Conclusione del processo

Conclusi i circa 1.000 giorni della seconda fase, l’ultimo passaggio prevedeva che il monaco si rinchiudesse in una piccola cripta fatta di pietra, dove c’era spazio a sufficienza solo per mettersi nella posizione del loto (identificato con il termine sanscrito in padmasana, o kekkafuza). La cripta veniva sigillata e il monaco aveva solo una piccola canna di bambù che gli permetteva di respirare. Rimanendo in uno stato di meditazione, cantava il nenbutsu (un mantra sul Buddha) accompagnato dalla campanella che aveva tra le mani.

Quando la campanella non suonava più veniva rimossa la canna di bambù e sigillato anche l’ultimo spazio.
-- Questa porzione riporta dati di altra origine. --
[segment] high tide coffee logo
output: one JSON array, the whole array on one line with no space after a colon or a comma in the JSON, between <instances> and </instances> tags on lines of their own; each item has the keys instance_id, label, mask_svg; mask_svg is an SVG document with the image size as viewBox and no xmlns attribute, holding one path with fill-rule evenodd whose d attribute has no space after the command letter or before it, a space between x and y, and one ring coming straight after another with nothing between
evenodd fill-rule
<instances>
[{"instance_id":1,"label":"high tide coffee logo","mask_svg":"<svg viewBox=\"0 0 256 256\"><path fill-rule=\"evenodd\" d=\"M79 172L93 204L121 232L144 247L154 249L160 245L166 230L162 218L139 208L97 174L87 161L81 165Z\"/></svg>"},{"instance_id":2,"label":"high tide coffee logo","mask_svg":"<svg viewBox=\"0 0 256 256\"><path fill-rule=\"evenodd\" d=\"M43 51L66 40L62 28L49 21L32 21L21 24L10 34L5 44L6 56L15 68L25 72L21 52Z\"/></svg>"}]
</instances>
Dopo altri 1.000 giorni la cripta veniva riaperta ed il corpo del monaco analizzato, per constatare la riuscita del rituale. Se il processo aveva successo, esso era oggetto di una profonda venerazione. Se invece il corpo presentava segni di putrefazione, dopo aver compiuto un rituale la cripta veniva nuovamente sigillata. Anche se quell’eremita non poteva essere considerato un Buddha, veniva ugualmente ammirato e rispettato per il percorso sostenuto.

Origini e sviluppo. Eremiti mummificati, la pratica del sokushinbutsu

Eremiti mummificati

La pratica dello sokushinbutsu è di origine indiana, ma fu praticata in tutto il sud-est asiatico, tra cui la Corea del Sud, da diverse dottrine buddiste. La shugen-do giapponese, che è una pratica spirituale che fonde antichi riti sciamanici scintoisti con le dottrine e i rituali del buddhismo esoterico, fu una delle maggior esponente di tale pratica. Se pur praticata nel corso del tempo da migliaia di monaci, solo 24 di questi corpi sono giunti ai giorni nostri. La massima concentrazione di questo rituale si ebbe in Giappone e in particolar modo nella Dewa-no-kuni (l’attuale prefettura di Yamagata). Luoghi specialmente  mistici erano considerati Haguro-san, Gassan e Yudono-san; questi prendono il nome di Dewa Sanzan (出羽三山). Sono considerate montagne sacre dallo Shintoismo e in particolar modo care al dottrina Shugendo. La pratica fu proibita dal periodo Meiji (1868-1912), l’ultimo caso accertato di sokushinbutsu fu comunque registrato nel 1903.

Presso il Ryusuiji Dainichi-bo, un tempio buddhista situato a Tsuruoka nella prefettura di Yamagata, è conservato il corpo di Daijuku Bosatsu Shinnyokai Shonin (1687-1783), un monaco che realizzò il rituale all’età di 96 anni. I corpi di altri monaci giapponesi si trovano in alcuni templi della stessa prefettura, dove la pratica era più frequente. Lo sokushinbutsu è ampiamente citato nel romanzo L’assassino del commendatore (Kishidancho-goroshi) del 2017, scritto da Haruki Murakami.